The eastern Syrian region of Deir Ezzor lies on the desert route taken by thousands of Armenians during their forced exile by the Ottoman empire.
A genocide memorial in the area contained some of the remains of the victims and served as a pilgrimage site for Syria's Armenians before it was bombed by jihadists in 2014.
In 2010, then-Armenian president Serzh Sarkisian visited the site, which also served as a church, and said it was to Armenians what Auschwitz is to the Jews.
Turkey's defeat in the First World War led to the creation of an independent Armenian state in 1918.

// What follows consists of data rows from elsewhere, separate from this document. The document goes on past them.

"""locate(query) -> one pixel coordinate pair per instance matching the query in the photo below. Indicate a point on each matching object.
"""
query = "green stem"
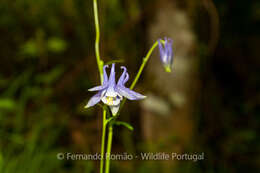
(145, 59)
(103, 141)
(109, 146)
(99, 61)
(100, 64)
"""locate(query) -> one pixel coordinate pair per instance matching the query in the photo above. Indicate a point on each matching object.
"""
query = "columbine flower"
(166, 54)
(112, 93)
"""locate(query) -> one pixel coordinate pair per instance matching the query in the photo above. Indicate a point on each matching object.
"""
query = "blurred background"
(209, 103)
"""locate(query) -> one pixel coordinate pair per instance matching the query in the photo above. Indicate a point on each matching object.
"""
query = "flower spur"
(166, 53)
(112, 93)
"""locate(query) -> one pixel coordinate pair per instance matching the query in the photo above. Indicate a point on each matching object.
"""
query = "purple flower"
(112, 93)
(166, 53)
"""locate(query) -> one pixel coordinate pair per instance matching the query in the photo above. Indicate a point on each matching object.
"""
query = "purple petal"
(112, 80)
(126, 78)
(161, 49)
(105, 78)
(94, 100)
(129, 94)
(122, 77)
(98, 88)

Before the start of Syria's civil war in 2011 with the repression of anti-government protests, the country counted tens of thousands of Armenians.
Second city Aleppo was once home to the largest contingent: 150,000 out of 350,000 Syrian Armenians, according to Syria specialist Fabrice Balanche.
But when the government recaptured Aleppo from rebels in late 2016, just 10,000 were left there. Thousands had fled to Armenia, neighbouring Lebanon or even further afield to the United States, Canada, and Europe.
Parliaments in nearly 30 countries have passed laws, resolutions or motions recognising the Armenian genocide.
The US congress in December recognised the mass killings as genocide, angering Turkey. President Donald Trump's administration said it did not agree.